Figure M shows an example of multiple features found by SIFT for one of the frames shown in Fig.J. For this particular frame there were 69 automatically defined points (versus only four needed for the POSIT algorithm). Suppose one fourth of the found features will not find their matches on the subsequent frame – we should still have about fifty other matches to rely on. (Compare it to what would happen when a single point in a four-point scheme is missing or found incorrectly.)
Figure M. One of the real drop frames featuring 69 scale-invariant key points
However, as the following analysis revealed, the SIFT algorithm does not work as good as predicted with the poor-quality video we are dealing with. Figure N demonstrates that the hope that among those 69 features found on each image (Fig.M) the majority will find their match on the subsequent images did not prove true. On the contrary, less than one fourth of the found features finds their matches on the subsequent frames. To this end, Fig.Na compares Frame 1 vs. Frame 2 (taken within 1/30=0.03sec). It shows only 17 matching key points. The comparison of Frame 1 and Frame 3 (2/30=0.07sec apart) reveals as little as 7 matching key points (Fig.Nb). Frame 1 vs. Frame 4 (3/30=0.1sec) yields 5 matching key points (Fig.Nc), and Frame 1 vs. Frame 8 (7/30=0.23sec) – a single matching key point (Fig.Nd). In just eight frames (about a quarter of a second apart) there is no match at all! Moreover, the matching points found on the further-apart frames are not necessarily show up on the closer-apart frames, i.e. there is no consistency.
| || |
| Figure N. The key features matches on the subsequent images: frames 1 and 2 (a),|
1 and 3 (b), 1 and 4 (c), 1 and 8 (d).
The same algorithm was applied to process video data from the drop with supposedly more distinctive patterns on the payload (different-color square plates were attached to each side of payload as shown in Fig.O). Moreover, the camera resolution was doubled as well providing 640pixel x 480pixel frames instead of 320pixel x 240pixel frames as in Figs.M and N. Unfortunately, these efforts were not repaid completely. The number of scale-invariant points for each frame (Fig.P) turned out to be about the same as before (compare it with Fig.M). Fortunately, the matching between subsequent frames in this case was slightly better (27, 18, 13, and 7 points in Fig.Q compared to 17, 7, 5 and 1 in Fig.N). This allowed estimating the attitude of the payload more or less accurately and reliable for the entire drop.
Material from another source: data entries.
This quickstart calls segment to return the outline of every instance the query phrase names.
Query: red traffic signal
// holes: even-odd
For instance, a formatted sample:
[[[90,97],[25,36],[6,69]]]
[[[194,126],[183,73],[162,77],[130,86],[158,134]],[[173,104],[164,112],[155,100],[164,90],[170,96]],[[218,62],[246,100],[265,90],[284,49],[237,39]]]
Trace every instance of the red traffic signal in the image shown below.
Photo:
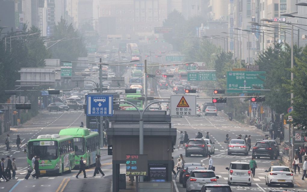
[[[213,91],[213,92],[215,94],[224,94],[225,93],[225,90],[222,89],[216,89]]]
[[[165,77],[165,78],[169,78],[169,77],[173,77],[173,75],[170,75],[169,74],[163,74],[162,75],[162,76],[163,77]]]
[[[251,101],[252,102],[263,102],[266,101],[265,97],[255,96],[251,97]]]
[[[185,89],[185,92],[190,93],[196,93],[196,90],[191,89]]]
[[[226,98],[220,97],[212,98],[212,103],[226,103],[227,101],[227,99]]]

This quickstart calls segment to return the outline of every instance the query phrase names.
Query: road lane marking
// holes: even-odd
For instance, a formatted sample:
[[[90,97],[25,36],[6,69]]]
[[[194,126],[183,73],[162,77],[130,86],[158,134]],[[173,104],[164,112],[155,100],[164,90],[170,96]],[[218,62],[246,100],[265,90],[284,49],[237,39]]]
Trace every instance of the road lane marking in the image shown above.
[[[14,189],[16,187],[16,186],[17,185],[18,185],[18,184],[19,184],[19,183],[20,183],[21,182],[21,181],[18,181],[18,182],[17,182],[17,183],[15,184],[15,185],[13,186],[13,187],[12,187],[11,189],[9,191],[9,192],[12,192],[12,191],[13,191],[13,190],[14,190]]]
[[[173,182],[174,183],[174,185],[175,186],[175,189],[176,190],[176,192],[179,192],[178,190],[178,188],[177,187],[177,185],[176,184],[176,181],[173,179]]]
[[[224,153],[220,153],[220,154],[219,154],[219,155],[214,155],[213,156],[211,156],[211,158],[212,158],[212,157],[215,157],[216,156],[219,156],[219,155],[222,155],[222,154],[224,154]],[[206,159],[208,159],[208,158],[207,157],[207,158],[206,158],[206,159],[202,159],[202,160],[200,160],[200,162],[204,162],[204,161],[205,160],[206,160]]]
[[[255,184],[256,184],[256,185],[257,185],[258,186],[258,187],[259,187],[259,189],[260,189],[261,190],[262,190],[262,191],[263,191],[263,192],[266,192],[265,190],[263,189],[262,188],[262,187],[260,186],[259,185],[259,184],[258,184],[258,183],[255,183]]]

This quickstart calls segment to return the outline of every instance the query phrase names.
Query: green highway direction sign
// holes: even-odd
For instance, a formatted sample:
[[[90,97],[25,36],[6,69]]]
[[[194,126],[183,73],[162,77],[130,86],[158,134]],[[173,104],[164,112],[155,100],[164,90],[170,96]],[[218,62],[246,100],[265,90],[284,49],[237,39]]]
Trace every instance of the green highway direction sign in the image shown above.
[[[61,76],[72,76],[72,68],[61,68]]]
[[[216,81],[215,72],[188,73],[188,81]]]
[[[64,67],[72,67],[72,63],[67,62],[63,62],[63,66]]]
[[[264,71],[228,71],[227,74],[227,88],[233,89],[227,90],[227,93],[259,92],[259,91],[242,89],[263,89],[266,80]]]
[[[168,61],[182,61],[185,58],[183,55],[166,55],[165,59]]]

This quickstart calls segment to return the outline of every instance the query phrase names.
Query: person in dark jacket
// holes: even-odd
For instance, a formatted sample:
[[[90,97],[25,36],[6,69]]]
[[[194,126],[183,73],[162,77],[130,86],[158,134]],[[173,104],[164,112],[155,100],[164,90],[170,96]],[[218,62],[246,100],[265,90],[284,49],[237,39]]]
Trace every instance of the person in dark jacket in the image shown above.
[[[12,166],[12,160],[10,159],[10,156],[9,155],[6,156],[6,159],[7,159],[7,165],[5,170],[5,173],[6,174],[6,176],[8,177],[9,179],[11,179],[12,175],[11,174],[11,170],[13,169],[13,167]]]
[[[5,172],[4,171],[4,158],[2,158],[1,159],[1,162],[0,164],[0,178],[3,177],[6,181],[6,182],[7,182],[10,181],[10,179],[7,179],[5,175]]]
[[[185,138],[183,140],[183,148],[185,148],[185,144],[188,143],[188,142],[189,142],[189,135],[187,133],[187,131],[185,131],[184,132],[185,133]],[[174,167],[173,166],[173,167]]]
[[[78,178],[78,176],[79,176],[79,174],[81,173],[81,172],[83,171],[83,175],[84,175],[84,178],[87,178],[86,177],[86,173],[85,173],[85,164],[84,164],[84,162],[83,162],[83,157],[81,157],[80,158],[80,161],[79,162],[79,163],[80,164],[80,167],[79,168],[79,172],[78,172],[78,174],[76,175],[76,178],[77,179],[79,178]]]
[[[38,162],[39,160],[39,156],[37,156],[35,158],[35,161],[34,162],[34,169],[35,170],[35,174],[32,176],[33,178],[34,178],[34,177],[36,177],[37,179],[38,179],[38,176],[39,175],[39,164],[40,163]]]
[[[93,175],[92,177],[96,176],[96,173],[99,173],[99,172],[100,172],[100,173],[103,176],[105,175],[102,172],[101,168],[100,168],[101,167],[101,163],[100,163],[100,156],[99,155],[96,155],[96,166],[95,167],[95,170],[94,171],[94,175]]]
[[[175,162],[174,162],[174,157],[172,157],[172,167],[173,168],[172,170],[172,172],[174,174],[176,175],[176,171],[174,170],[174,167],[175,167]]]

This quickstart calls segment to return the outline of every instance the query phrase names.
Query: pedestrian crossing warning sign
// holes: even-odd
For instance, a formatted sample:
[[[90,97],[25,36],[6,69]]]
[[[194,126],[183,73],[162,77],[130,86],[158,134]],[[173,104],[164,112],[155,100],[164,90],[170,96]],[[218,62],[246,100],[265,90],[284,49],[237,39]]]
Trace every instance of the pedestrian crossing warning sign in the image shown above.
[[[178,103],[178,104],[177,105],[177,107],[189,107],[184,96],[182,96],[182,97],[181,98],[179,103]]]

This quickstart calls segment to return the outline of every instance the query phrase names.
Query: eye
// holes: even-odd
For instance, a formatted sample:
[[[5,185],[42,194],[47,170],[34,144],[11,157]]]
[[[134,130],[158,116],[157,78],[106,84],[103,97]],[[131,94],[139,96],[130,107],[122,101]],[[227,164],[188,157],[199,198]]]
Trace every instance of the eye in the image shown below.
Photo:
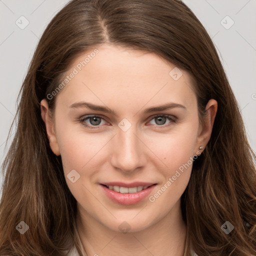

Figure O. Payload with more distinctive features.
Figure P. Marked payload’s image featuring 67 scale-invariant key points.
| Figure Q. The key features matches on the subsequent images: frames 1 and 2 (a),|
1 and 3 (b), 1 and 4 (c), 1 and 8 (d).
Further development might include using another popular piece of software used in the computer-vision community, which is Kanade-Lucas-Tomasi feature tracker.